Some consultants also include what they call ‘Individual Change’ as a type of change within the context of the organisation. Individual change is about helping individual(s) manage change through helping them grow into certain roles or to achieve some objectives and goals. This is usually done through training or mentoring to help them acquire some specific skills over a period.

It is important to understand the different types of possible changes that an organisation may go through because the causes, requirements and processes of effecting and managing different changes do differ. For instance, we can expect that the physical, systems, human and other resources required as a result of converting into a universal bank was vastly different from if a former merchant bank simply changed its banking software for another.

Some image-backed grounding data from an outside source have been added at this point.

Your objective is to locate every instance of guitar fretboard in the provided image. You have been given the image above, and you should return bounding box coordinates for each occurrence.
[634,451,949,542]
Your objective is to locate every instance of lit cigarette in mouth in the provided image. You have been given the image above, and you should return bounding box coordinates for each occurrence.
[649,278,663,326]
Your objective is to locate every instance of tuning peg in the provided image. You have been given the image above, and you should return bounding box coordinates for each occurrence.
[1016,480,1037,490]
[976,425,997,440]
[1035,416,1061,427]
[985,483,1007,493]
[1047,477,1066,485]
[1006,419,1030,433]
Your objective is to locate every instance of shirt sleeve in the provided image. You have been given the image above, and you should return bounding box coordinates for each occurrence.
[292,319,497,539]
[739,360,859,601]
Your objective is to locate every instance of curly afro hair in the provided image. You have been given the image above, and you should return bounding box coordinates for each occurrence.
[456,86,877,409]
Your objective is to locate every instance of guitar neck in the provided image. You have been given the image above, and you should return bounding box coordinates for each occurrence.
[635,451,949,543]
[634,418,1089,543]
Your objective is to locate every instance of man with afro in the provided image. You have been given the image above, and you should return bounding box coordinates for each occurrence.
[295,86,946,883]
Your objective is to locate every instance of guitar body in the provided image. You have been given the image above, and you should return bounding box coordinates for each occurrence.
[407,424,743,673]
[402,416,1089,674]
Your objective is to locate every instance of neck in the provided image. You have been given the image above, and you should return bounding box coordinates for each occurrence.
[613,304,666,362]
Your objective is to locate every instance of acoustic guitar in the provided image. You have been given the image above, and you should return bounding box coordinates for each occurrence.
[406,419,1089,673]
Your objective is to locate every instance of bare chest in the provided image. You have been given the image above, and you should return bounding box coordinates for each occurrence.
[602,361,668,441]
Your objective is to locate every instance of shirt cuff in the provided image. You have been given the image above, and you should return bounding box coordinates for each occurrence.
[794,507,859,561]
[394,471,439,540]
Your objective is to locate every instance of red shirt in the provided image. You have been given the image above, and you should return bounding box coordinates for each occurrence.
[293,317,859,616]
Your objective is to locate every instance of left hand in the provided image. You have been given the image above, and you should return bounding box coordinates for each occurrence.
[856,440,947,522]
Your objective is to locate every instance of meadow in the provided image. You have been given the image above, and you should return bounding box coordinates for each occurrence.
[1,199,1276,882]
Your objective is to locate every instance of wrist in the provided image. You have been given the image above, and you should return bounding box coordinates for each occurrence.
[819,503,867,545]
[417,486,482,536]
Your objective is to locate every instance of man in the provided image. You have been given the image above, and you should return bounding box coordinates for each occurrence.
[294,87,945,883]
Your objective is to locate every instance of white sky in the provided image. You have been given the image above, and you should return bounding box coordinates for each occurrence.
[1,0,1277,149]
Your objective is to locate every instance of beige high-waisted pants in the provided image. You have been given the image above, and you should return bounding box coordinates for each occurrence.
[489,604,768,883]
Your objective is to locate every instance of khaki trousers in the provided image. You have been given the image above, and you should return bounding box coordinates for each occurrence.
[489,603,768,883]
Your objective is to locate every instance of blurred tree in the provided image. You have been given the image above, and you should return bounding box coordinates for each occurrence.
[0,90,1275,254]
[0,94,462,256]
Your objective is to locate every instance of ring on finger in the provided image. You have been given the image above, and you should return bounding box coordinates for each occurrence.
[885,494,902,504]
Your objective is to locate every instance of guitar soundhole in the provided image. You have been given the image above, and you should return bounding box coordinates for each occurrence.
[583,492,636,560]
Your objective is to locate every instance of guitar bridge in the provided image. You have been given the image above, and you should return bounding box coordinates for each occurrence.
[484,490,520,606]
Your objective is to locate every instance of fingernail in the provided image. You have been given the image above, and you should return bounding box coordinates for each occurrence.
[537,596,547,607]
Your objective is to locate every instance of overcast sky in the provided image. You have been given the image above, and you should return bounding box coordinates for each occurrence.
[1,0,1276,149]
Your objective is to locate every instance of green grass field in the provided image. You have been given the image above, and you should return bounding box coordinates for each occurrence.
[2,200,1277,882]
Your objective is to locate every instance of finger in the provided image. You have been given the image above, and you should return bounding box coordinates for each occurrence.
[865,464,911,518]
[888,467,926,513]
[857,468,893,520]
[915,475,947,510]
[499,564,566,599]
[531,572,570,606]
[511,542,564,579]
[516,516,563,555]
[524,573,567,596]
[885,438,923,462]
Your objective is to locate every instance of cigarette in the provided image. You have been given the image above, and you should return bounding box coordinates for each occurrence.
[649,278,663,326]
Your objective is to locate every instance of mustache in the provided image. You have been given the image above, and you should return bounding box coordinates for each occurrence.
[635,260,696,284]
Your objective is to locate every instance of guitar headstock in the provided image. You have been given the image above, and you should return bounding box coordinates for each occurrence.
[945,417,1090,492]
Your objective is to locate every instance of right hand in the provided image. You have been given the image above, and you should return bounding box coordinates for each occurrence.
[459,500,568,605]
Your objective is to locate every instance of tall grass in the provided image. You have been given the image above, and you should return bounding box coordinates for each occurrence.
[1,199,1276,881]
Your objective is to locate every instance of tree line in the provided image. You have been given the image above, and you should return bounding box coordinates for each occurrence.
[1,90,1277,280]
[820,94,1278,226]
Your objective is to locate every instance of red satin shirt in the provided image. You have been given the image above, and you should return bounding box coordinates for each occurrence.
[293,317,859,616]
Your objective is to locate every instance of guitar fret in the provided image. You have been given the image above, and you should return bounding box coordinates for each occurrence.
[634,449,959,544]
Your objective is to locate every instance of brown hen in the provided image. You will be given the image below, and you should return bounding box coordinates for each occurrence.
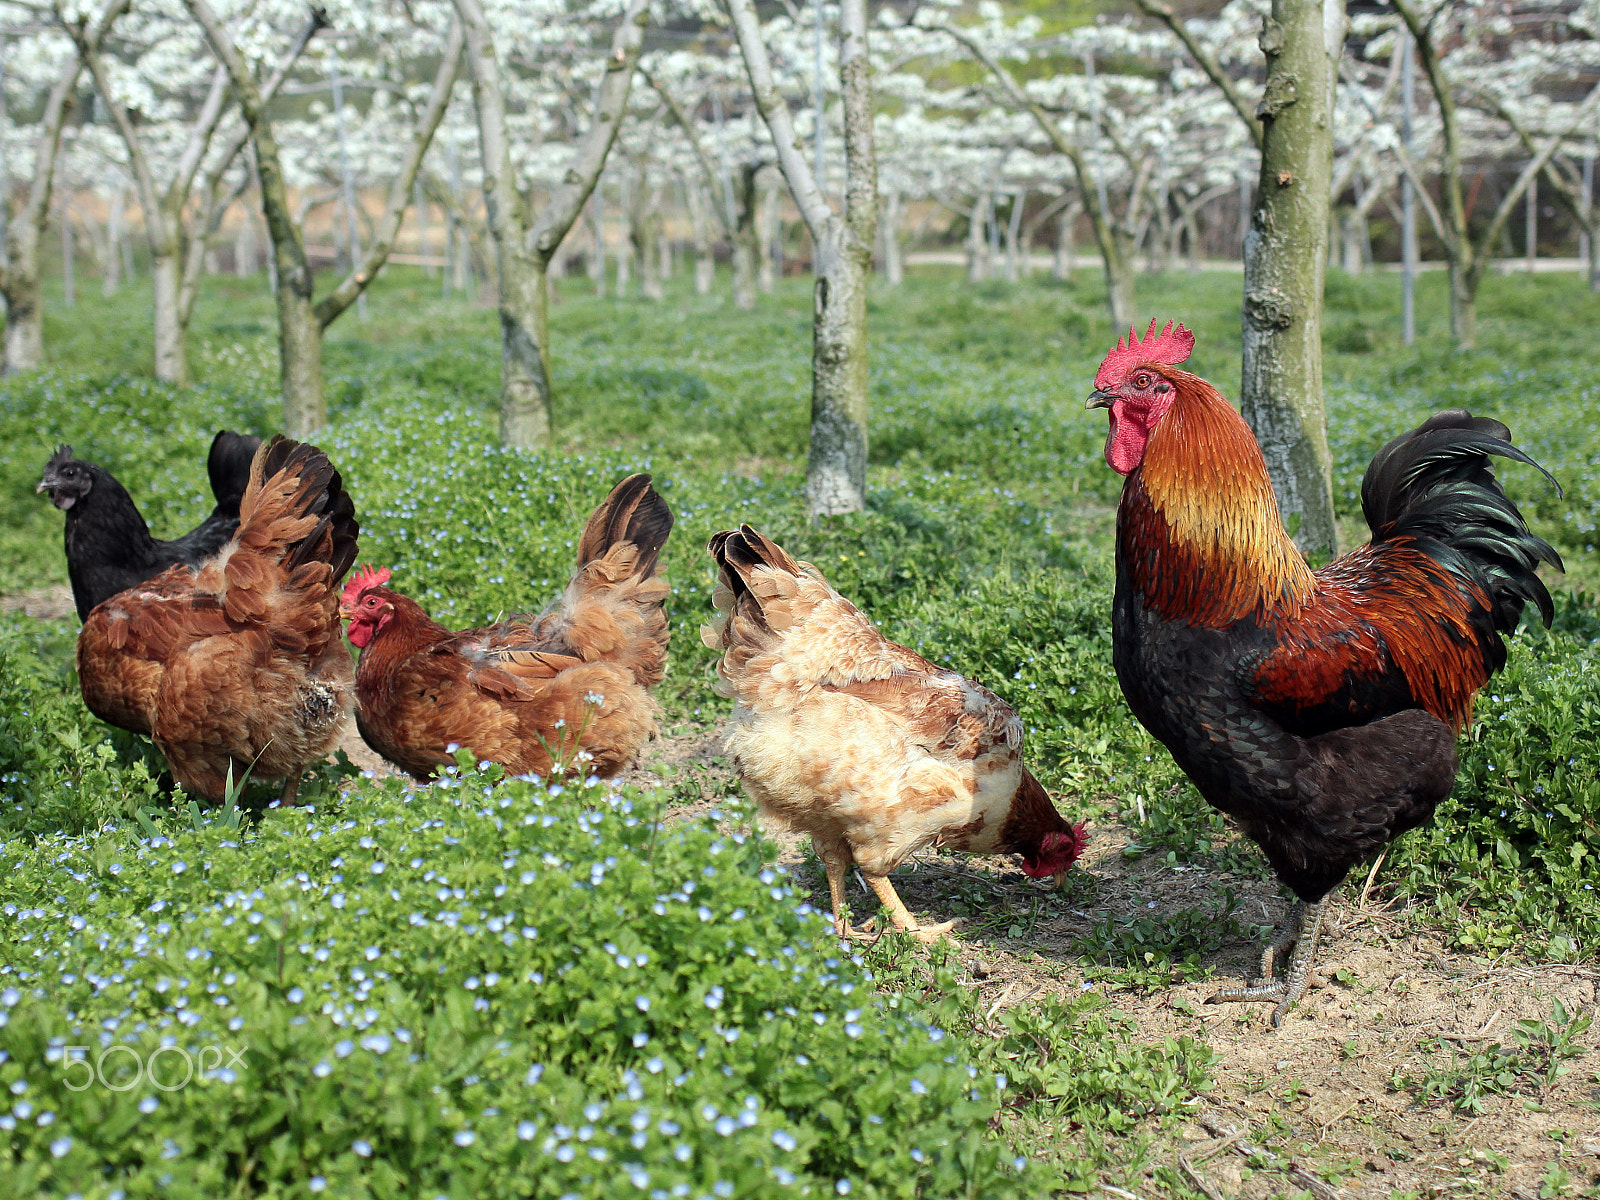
[76,436,359,804]
[341,474,673,781]
[702,525,1085,943]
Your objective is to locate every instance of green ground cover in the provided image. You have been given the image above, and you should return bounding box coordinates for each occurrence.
[0,263,1596,1196]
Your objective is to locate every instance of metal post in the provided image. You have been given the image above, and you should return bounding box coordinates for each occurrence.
[414,176,431,277]
[331,54,366,319]
[812,0,826,193]
[1581,148,1593,264]
[60,189,74,306]
[1400,34,1417,346]
[1525,173,1536,273]
[447,137,467,295]
[0,36,8,264]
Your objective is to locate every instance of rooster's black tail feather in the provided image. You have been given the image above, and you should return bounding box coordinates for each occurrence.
[1362,409,1562,632]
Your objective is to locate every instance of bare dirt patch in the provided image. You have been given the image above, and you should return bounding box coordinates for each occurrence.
[0,585,74,620]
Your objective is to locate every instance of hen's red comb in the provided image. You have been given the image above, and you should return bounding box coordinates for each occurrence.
[341,564,391,608]
[1094,319,1195,389]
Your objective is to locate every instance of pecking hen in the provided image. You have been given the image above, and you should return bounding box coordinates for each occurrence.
[76,436,359,804]
[703,525,1086,943]
[340,473,674,781]
[38,430,262,622]
[1088,319,1562,1026]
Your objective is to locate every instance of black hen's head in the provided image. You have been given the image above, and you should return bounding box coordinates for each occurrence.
[37,446,96,512]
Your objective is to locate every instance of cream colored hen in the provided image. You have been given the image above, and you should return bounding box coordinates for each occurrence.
[702,526,1085,942]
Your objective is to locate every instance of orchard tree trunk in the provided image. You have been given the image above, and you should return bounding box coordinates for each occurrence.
[1394,0,1600,349]
[687,181,714,294]
[1,45,88,374]
[1054,202,1078,280]
[757,172,778,292]
[934,22,1134,326]
[964,193,988,282]
[645,68,757,309]
[71,9,239,387]
[455,0,648,447]
[151,251,187,384]
[189,0,456,434]
[1238,0,1344,560]
[729,0,876,517]
[731,164,759,309]
[636,182,663,302]
[102,191,124,295]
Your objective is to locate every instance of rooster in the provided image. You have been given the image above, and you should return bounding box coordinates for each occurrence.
[1088,320,1561,1025]
[76,436,359,804]
[37,430,262,622]
[703,526,1086,943]
[340,474,673,781]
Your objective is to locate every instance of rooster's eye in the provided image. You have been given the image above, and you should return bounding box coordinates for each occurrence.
[1132,373,1151,389]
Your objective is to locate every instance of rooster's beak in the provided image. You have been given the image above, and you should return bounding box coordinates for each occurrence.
[1086,389,1116,410]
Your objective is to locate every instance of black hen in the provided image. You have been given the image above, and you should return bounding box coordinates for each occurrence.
[37,430,262,621]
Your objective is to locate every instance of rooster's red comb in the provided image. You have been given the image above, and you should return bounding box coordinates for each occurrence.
[1094,319,1195,390]
[341,564,391,608]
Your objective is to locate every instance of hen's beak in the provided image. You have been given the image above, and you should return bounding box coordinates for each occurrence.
[1052,868,1069,890]
[35,477,54,494]
[1086,389,1116,410]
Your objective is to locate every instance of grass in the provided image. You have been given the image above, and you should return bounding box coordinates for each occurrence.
[1,258,1598,1194]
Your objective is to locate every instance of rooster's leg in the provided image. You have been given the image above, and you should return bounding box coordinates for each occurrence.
[862,873,958,944]
[1254,899,1305,984]
[1267,899,1327,1027]
[1207,896,1328,1028]
[278,768,305,807]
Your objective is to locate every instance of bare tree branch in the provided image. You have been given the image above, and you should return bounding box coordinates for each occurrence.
[315,16,463,326]
[526,0,650,259]
[1130,0,1263,150]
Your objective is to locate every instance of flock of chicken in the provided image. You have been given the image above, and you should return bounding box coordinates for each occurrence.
[34,321,1561,1027]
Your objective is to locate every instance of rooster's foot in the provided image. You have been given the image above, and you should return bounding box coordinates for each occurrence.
[1205,895,1328,1028]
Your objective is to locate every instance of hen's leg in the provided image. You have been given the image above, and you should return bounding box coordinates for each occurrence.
[1207,896,1328,1028]
[278,768,305,807]
[862,872,958,944]
[813,837,854,939]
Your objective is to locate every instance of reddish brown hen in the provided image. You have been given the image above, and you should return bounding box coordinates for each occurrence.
[703,525,1085,943]
[76,436,359,804]
[341,474,673,781]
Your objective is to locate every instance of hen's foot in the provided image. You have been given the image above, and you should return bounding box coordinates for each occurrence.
[1206,896,1327,1028]
[900,918,959,944]
[851,917,960,944]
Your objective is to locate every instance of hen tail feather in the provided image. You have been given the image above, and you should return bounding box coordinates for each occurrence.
[235,436,360,585]
[1361,409,1563,631]
[548,475,674,686]
[577,473,674,579]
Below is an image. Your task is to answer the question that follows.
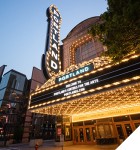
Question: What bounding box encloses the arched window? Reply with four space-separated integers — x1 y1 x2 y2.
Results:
75 40 104 64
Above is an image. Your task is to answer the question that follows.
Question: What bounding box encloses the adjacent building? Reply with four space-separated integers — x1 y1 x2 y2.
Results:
0 69 29 144
0 67 56 145
0 65 6 83
28 67 56 141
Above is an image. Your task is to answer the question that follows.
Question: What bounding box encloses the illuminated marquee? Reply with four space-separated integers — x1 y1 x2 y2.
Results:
54 79 99 97
30 56 140 107
42 5 62 79
56 63 94 83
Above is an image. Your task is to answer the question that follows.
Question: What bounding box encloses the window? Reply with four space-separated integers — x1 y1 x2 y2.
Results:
73 122 83 126
74 40 104 64
65 125 71 140
113 116 130 122
98 124 105 138
84 120 96 125
130 114 140 120
97 124 113 138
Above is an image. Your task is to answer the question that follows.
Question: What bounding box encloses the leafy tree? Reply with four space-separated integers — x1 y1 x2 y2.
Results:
89 0 140 62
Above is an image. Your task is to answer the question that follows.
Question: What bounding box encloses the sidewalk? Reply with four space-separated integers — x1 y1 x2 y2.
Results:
6 141 118 150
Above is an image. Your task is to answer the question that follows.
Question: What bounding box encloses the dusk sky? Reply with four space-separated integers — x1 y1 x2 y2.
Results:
0 0 108 79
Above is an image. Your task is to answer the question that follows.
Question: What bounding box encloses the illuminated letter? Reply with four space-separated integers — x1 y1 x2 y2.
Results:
53 28 58 34
53 34 58 43
52 51 58 60
76 70 80 75
52 43 58 51
65 75 69 79
62 76 65 81
51 60 58 70
53 21 58 30
85 67 89 72
54 16 58 23
53 9 59 17
79 68 85 73
58 77 62 82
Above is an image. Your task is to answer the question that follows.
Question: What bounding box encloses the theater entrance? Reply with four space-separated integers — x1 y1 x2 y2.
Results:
115 121 140 143
115 123 132 143
73 126 96 144
114 114 140 144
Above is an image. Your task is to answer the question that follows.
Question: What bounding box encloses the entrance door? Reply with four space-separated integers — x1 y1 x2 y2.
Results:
116 124 125 141
73 128 78 143
73 127 85 144
124 124 133 137
133 121 140 129
73 126 96 144
116 123 133 143
85 127 91 142
84 126 96 144
79 128 84 143
92 127 96 141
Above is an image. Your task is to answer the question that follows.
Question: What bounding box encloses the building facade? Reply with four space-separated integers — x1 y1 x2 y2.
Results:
29 15 140 146
62 16 103 69
0 70 29 144
0 65 6 83
0 67 57 145
28 67 56 141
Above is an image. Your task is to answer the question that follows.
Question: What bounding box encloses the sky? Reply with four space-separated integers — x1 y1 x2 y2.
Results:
0 0 108 79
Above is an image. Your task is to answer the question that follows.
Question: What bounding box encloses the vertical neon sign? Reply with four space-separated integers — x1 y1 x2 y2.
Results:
42 5 62 79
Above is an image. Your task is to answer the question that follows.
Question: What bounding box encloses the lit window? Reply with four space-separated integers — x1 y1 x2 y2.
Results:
75 40 104 64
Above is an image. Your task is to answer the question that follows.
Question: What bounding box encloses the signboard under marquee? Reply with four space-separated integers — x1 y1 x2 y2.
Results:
57 128 62 136
42 5 62 79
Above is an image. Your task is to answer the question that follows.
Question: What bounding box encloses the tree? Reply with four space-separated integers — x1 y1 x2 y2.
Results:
89 0 140 62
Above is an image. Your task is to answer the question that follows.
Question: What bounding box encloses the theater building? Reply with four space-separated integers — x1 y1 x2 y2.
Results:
29 5 140 145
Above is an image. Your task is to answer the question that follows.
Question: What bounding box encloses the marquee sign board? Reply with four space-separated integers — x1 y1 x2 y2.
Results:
30 57 140 107
42 5 62 79
55 63 94 83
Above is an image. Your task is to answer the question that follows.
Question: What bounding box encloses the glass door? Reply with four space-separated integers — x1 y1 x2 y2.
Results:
84 127 97 144
73 126 96 144
124 124 132 137
92 127 96 141
73 127 85 144
116 124 125 142
79 128 84 142
116 123 133 143
134 122 140 129
73 125 97 144
85 127 91 142
73 128 78 143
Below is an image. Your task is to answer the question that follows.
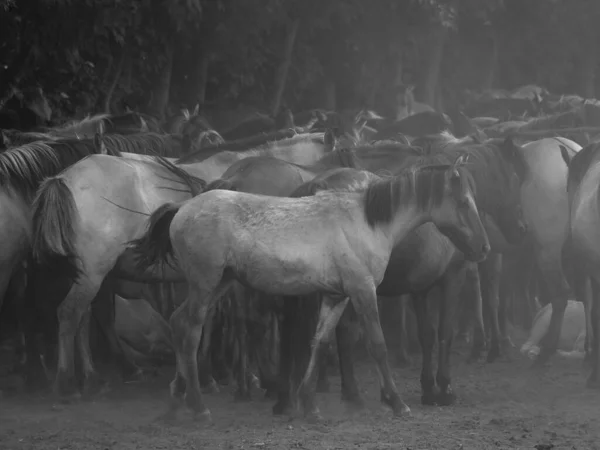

What causes change? Last week we mentioned that changes could be initiated voluntary by an organisation and sometimes forced on the organisation. Some general triggers of change could be, as we also mentioned last week, business opportunities that can open or be opened up and challenges that will be thrown up from changes in demographics, economic trends, technologies, new products (goods and services), new competitors, changes in laws and regulations, etc.

Whatever it is that may trigger the need for change, the entrepreneur and their team should be alert to them and be able to either initiate pre-emptive and opportunistic actions or responses to benefit from them.

Change models: It is always appropriate to learn what academics, business consultants and other entrepreneurs have developed on contemporary business issues. But quite honestly, I like to encourage entrepreneurs to go beyond learning from those three groups and adapt or even invent what will work better for them. Having said that, some of the change models you can learn from include:

* ADKAR model, created by Jeff Hiatt, has five sequential steps: Awareness of the need for change, Desire to participate in and support the change, Knowledge on how to change, Ability to implement desired skills and behaviours, and Reinforcement to sustain the change.

* Kotter’s 8-Step Process, developed by renowned Harvard University academic, Professor John Kotter, has eight steps viz; Create a sense of urgency, Build a guiding coalition, Form a strategic vision and initiatives, Enlist a volunteer army, Enable action by removing barriers, Generate short-term wins, Sustain acceleration, Institute change.

* McKinsey 7-S, developed by Robert Waterman Jr. and Tom Peters, suggests a holistic perspective of seven factors in developing a change model. These factors are Shared values, Strategy, Structure, Systems, Style, Staff, and Skills.